Computer Science Department, Escuela Politecnica Superior, Universidad Autónoma de Madrid, 28049, Madrid, Spain.
Int J Neural Syst. 2012 Oct;22(5):1250018. doi: 10.1142/S0129065712500189. Epub 2012 Aug 23.
The graph clustering problem has become highly relevant due to the growing interest of several research communities in social networks and their possible applications. Overlapped graph clustering algorithms try to find subsets of nodes that can belong to different clusters. In social network-based applications it is quite usual for a node of the network to belong to different groups, or communities, in the graph. Therefore, algorithms trying to discover, or analyze, the behavior of these networks needed to handle this feature, detecting and identifying the overlapped nodes. This paper shows a soft clustering approach based on a genetic algorithm where a new encoding is designed to achieve two main goals: first, the automatic adaptation of the number of communities that can be detected and second, the definition of several fitness functions that guide the searching process using some measures extracted from graph theory. Finally, our approach has been experimentally tested using the Eurovision contest dataset, a well-known social-based data network, to show how overlapped communities can be found using our method.

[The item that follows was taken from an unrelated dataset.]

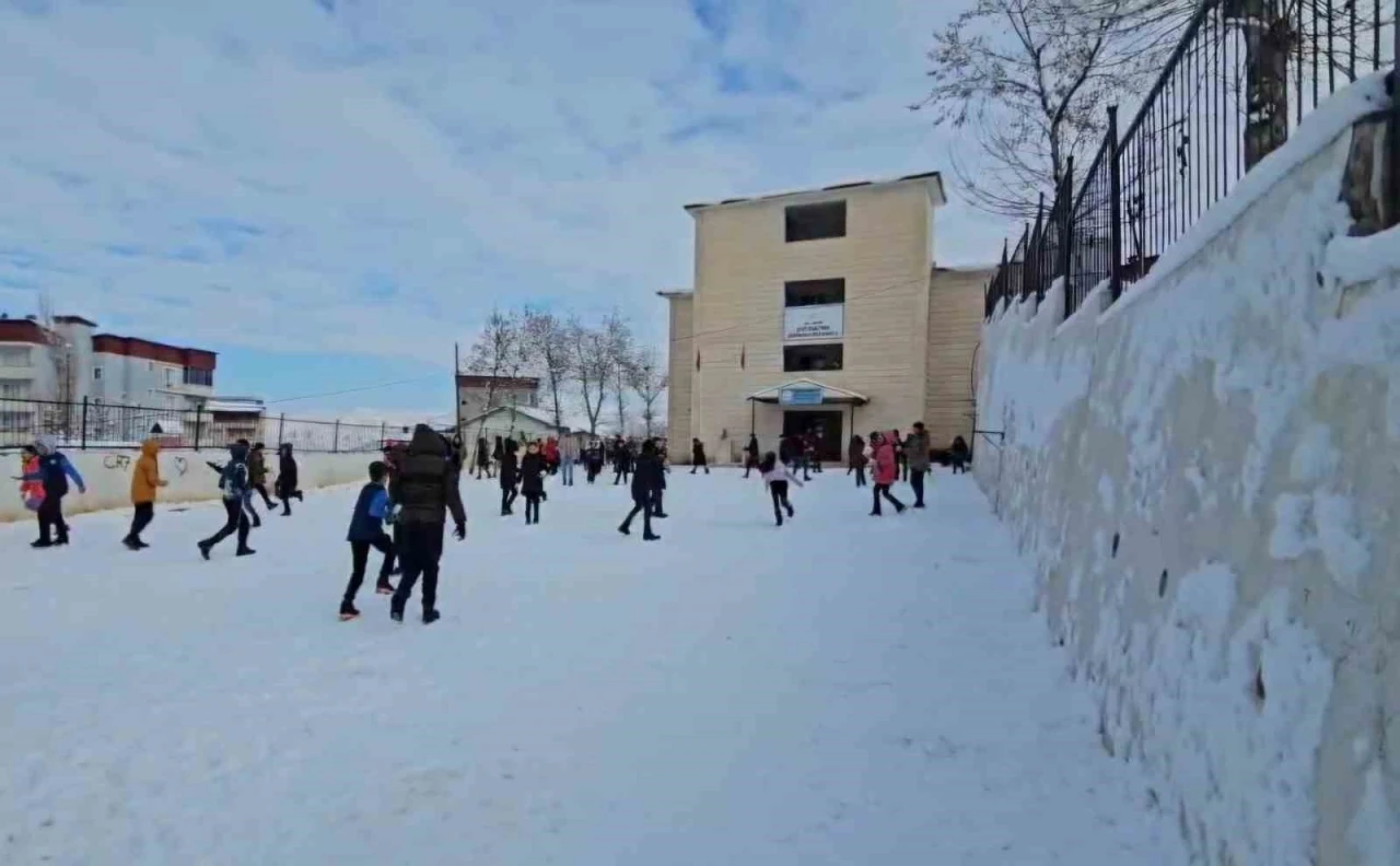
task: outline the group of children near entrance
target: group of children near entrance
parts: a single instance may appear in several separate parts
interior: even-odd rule
[[[643,539],[661,540],[652,532],[654,519],[665,519],[664,491],[666,490],[665,443],[647,439],[640,446],[634,441],[617,438],[603,445],[592,443],[582,453],[573,453],[557,441],[535,441],[525,443],[525,455],[518,456],[519,445],[511,438],[498,438],[494,452],[487,452],[486,439],[477,441],[477,477],[491,474],[494,469],[501,487],[501,515],[512,515],[517,497],[525,498],[525,523],[539,523],[540,502],[547,498],[546,476],[560,476],[566,487],[573,485],[573,464],[584,463],[589,484],[598,477],[603,462],[616,470],[615,485],[630,483],[633,508],[617,527],[622,534],[631,534],[631,523],[643,518]],[[811,473],[820,473],[820,463],[812,459],[804,442],[788,442],[781,453],[766,452],[760,456],[757,436],[750,436],[745,448],[743,477],[757,469],[771,502],[778,526],[797,513],[791,501],[791,485],[802,487],[811,480]],[[141,446],[141,456],[132,473],[132,504],[134,513],[132,526],[122,543],[129,550],[148,547],[141,540],[141,532],[150,526],[155,511],[157,491],[168,485],[161,478],[157,456],[160,443],[150,439]],[[486,464],[483,453],[493,453]],[[462,505],[459,478],[463,467],[465,449],[461,438],[448,439],[431,427],[420,424],[409,442],[395,443],[384,449],[381,460],[368,467],[368,481],[360,490],[350,516],[346,540],[350,543],[350,579],[340,602],[340,618],[353,620],[360,616],[354,602],[368,568],[371,550],[378,550],[384,560],[379,567],[375,592],[392,596],[389,616],[403,620],[403,611],[413,595],[413,588],[423,581],[423,621],[434,623],[441,614],[437,609],[438,562],[442,557],[442,540],[448,516],[452,518],[458,540],[466,537],[466,509]],[[953,471],[966,471],[970,453],[962,436],[953,441],[944,455]],[[69,543],[69,526],[63,519],[63,498],[70,483],[78,492],[87,487],[83,476],[71,462],[43,438],[28,446],[24,453],[24,474],[21,494],[25,504],[35,511],[39,522],[39,539],[34,547],[52,547]],[[848,446],[847,474],[855,474],[857,488],[865,487],[865,470],[874,466],[872,516],[879,516],[882,499],[903,513],[906,506],[890,488],[903,477],[914,491],[914,508],[924,508],[924,480],[931,470],[934,450],[930,446],[927,430],[921,423],[907,438],[897,431],[889,434],[872,432],[869,441],[853,436]],[[199,553],[210,558],[214,547],[230,536],[238,537],[238,557],[256,551],[248,546],[251,529],[262,526],[253,506],[253,494],[260,495],[269,513],[276,508],[267,494],[267,466],[265,448],[260,442],[249,445],[239,439],[228,448],[228,460],[209,463],[218,473],[218,490],[224,504],[224,526],[213,536],[199,541]],[[692,474],[704,470],[710,474],[710,460],[699,439],[692,443]],[[802,473],[802,478],[798,477]],[[290,443],[279,448],[279,471],[276,494],[281,501],[283,516],[291,516],[291,501],[302,501],[298,488],[297,460]],[[393,534],[385,532],[391,526]],[[399,575],[395,586],[391,578]]]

由于几个研究社区对社交网络及其可能的应用越来越感兴趣,图聚类问题变得非常重要。重叠图聚类算法试图找到可以属于不同簇的节点子集。在基于社交网络的应用中,网络中的一个节点通常属于图中的不同组或社区。因此,试图发现或分析这些网络行为的算法需要处理这个特征,检测和识别重叠节点。本文提出了一种基于遗传算法的软聚类方法,其中设计了一种新的编码来实现两个主要目标:首先,自动适应可以检测到的社区数量,其次,定义几个适应度函数,使用从图论中提取的一些度量来指导搜索过程。最后,我们的方法使用 Eurovision 竞赛数据集进行了实验测试,这是一个著名的基于社交的数据网络,以展示如何使用我们的方法找到重叠社区。